A student in the Biomechanics class has decided that she would like to make her arms
stronger. She has a mass of 63 kg, She chooses to complete some elbow flexion exercises
using a kettlebell. For this problem, consider the hand and forearm to be a single segment.
The distance from her elbow to her wrist is 22.86 cm.
The force from the kettlebell is applied to her hand, which is 30.48 cm from her elbow joint.
She knows that the moment arm of the elbow extensor muscles about the elbow axis is

Answers

Answer:

what is heat and transfer

Describe gravitational force in your own words. Which two factors affect the gravitational force between two objects?

Answers

Answer:

Gravitational force is the force that attracts objects towards each other.
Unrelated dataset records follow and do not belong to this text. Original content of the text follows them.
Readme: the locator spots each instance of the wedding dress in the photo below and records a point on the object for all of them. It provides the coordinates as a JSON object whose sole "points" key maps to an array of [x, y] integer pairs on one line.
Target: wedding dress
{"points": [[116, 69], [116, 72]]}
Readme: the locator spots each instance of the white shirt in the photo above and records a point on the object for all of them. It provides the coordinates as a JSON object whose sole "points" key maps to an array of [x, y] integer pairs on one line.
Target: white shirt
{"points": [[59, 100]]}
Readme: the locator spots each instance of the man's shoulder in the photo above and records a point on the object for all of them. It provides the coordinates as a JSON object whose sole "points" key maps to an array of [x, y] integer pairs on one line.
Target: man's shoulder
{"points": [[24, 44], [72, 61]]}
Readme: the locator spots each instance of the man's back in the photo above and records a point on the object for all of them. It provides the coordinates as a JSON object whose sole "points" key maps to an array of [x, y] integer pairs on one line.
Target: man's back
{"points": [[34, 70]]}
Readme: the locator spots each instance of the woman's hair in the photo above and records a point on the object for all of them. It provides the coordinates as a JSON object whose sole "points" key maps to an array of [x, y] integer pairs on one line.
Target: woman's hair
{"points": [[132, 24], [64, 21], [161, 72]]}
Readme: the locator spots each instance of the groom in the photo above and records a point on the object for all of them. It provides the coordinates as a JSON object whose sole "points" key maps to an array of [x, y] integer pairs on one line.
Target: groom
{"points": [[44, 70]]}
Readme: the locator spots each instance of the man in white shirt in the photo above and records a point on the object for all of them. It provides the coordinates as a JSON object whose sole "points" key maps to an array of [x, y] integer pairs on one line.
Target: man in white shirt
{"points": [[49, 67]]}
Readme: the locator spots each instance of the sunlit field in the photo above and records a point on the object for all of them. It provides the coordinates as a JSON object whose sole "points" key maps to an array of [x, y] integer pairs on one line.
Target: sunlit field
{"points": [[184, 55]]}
Two factors that affect the gravitational force between objects are the mass of the two objects and the distance between

Explanation:

Gravity is what pulls us towards the Earth if we were to jump into the air, so it is the force that pulls things towards other things. The bigger the objects are the more gravity they have, so a planet has more gravity than say, an apple. Distance between objects also makes their gravity change, so the Earth's pull on the moon is different than the Earth's pull on the sun.

Hopefully this helps- let me know if you have any questions!

Question :-

Describe gravitational force in your own words. Which two factors affect the gravitational force between two objects?

Answer :-

Gravitational Force :-

It is the attractive force between the two body having some mass.Example of gravitational force :- attraction between the human and earth . earth pulls the body towards it with the help of this This force helps the celestial bodies to revolve in there orbits

Factors effecting Gravitational force:-

Mass :- gravitational force directly proportional on the masses of the body between which it is acting [tex]gravitational \: force ∝m{ \tiny1}m{ \tiny2}[/tex]Distance between the masses :- Gravitational force is inversely proportional to the square of the distance between the masses [tex]gravitational \: force∝ \frac{1}{ {r}^{2} } [/tex]

Formula of the Gravitational force :-

[tex]F = \frac{G m{ \tiny1}m{ \tiny2} }{ {r}^{2} } [/tex]

where

F is gravitational force G is gravitational constant ( universal constant ) m 1 is mass of first body m2 is mass of second body r is the distance between the two bodies

What is environmental?

Answers

Answer:

Environmental means relating to or caused by the surroundings in which someone lives or something exists. It protects against environmental hazards such as wind and sun. The form the human family takes is a response to environmental pressures.

Explanation:

I HOPE IT HELPS!!

THANX!!!

STAY SAFE!!!!

Find the temperature

Answers

Answer:

-------1

Explanation:

beacuse that is what i know

What’s the weight of a box w/ a mass of 150kg on earth?

Answers

[tex]\text{Weight ,} W = mg = 150 \times 9.8 =1470N[/tex]

Explanation:

f=ma

where force is weight. we know that a is the acceleration of gravity which is -9.8 m/s^2

so f is

-1471.5 N

Mention the objective of the Experiment?

Answers

Answer:

I don't understand your question ❓,the object.....of what experiment

The objective of this experiment is to learn whether any Brainly contributor can give a reasonable or helpful answer to a question that contains totally zero information.

7. A 2.0 kg block, starting from rest, is pushed by a
constant force along a frictionless track. The
position of the block as a function of time is
recorded in the data above. The final momentum
of the block is
(A) 0.8 kgm/s
(B) 1.2 kgm/s
(C) 1.6 kgm/s
(D) 3.2 kgm/s

Answers

Answer:

(A) 0.8 kgm/s

Explanation:

because of the even ground it would only slow down

Terry is walking down the street at 3 m/s. If he
has a mass of 70 kg, what is his momentum?

Answers

[tex]\text{Given that, mass m = 70 kg and velocity v = 3 m/s}\\\\\text{Momentum,}~ p = mv = 70 \times 3 = 210~ kg ~ms^{-1}[/tex]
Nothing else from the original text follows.